Auf diese Weise führte mich die Vorsehung nach Lourdes, von dessen Wundergeschichte ich bis dahin nur die oberflächlichste Kenntnis besaß. Wir verbargen uns mehrere Wochen in der Pyrenäenstadt.
Es war eine angstvolle Zeit. Es war aber zugleich auch eine hochbedeutsame Zeit für mich, denn ich lernte kennen die wundersame Geschichte des Mädchens Bernadette Soubirous und die wundersamen Tatsachen der Heilungen von Lourdes. Eines Tages in meiner großen Bedrängnis legte ich ein Gelübde ab. Werde ich herausgeführt aus dieser verzweifelten Lage und darf die rettende Küste Amerikas erreichen – so gelobte ich –, dann will ich als Erstes vor jeder andern Arbeit das Lied von Bernadette singen, so gut ich es kann.
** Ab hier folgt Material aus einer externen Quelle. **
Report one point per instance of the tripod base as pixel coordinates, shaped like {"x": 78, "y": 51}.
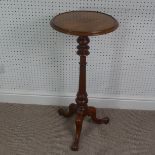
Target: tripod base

Dieses Buch ist ein erfülltes Gelübde. Ein epischer Gesang kann in unserer Epoche nur die Form eines Romans annehmen. ›Das Lied von Bernadette‹ ist ein Roman, aber keine Fiktion. Der misstrauische Leser wird angesichts der hier dargestellten Ereignisse mit größerem Recht als sonst bei geschichtlichen Epen die Frage stellen: »Was ist wahr? Was ist erfunden?« Ich gebe zur Antwort: All jene denkwürdigen Begebenheiten, die den Inhalt dieses Buches bilden, haben sich in Wirklichkeit ereignet. Da ihr Anbeginn nicht mehr als achtzig Jahre zurückliegt, spielen sie im hellsten Licht der Geschichte, und ihre Wahrheit ist von Freund und Feind und von kühlen Beobachtern in getreuen Zeugnissen erhärtet. Meine Erzählung verändert nichts an dieser Wahrheit.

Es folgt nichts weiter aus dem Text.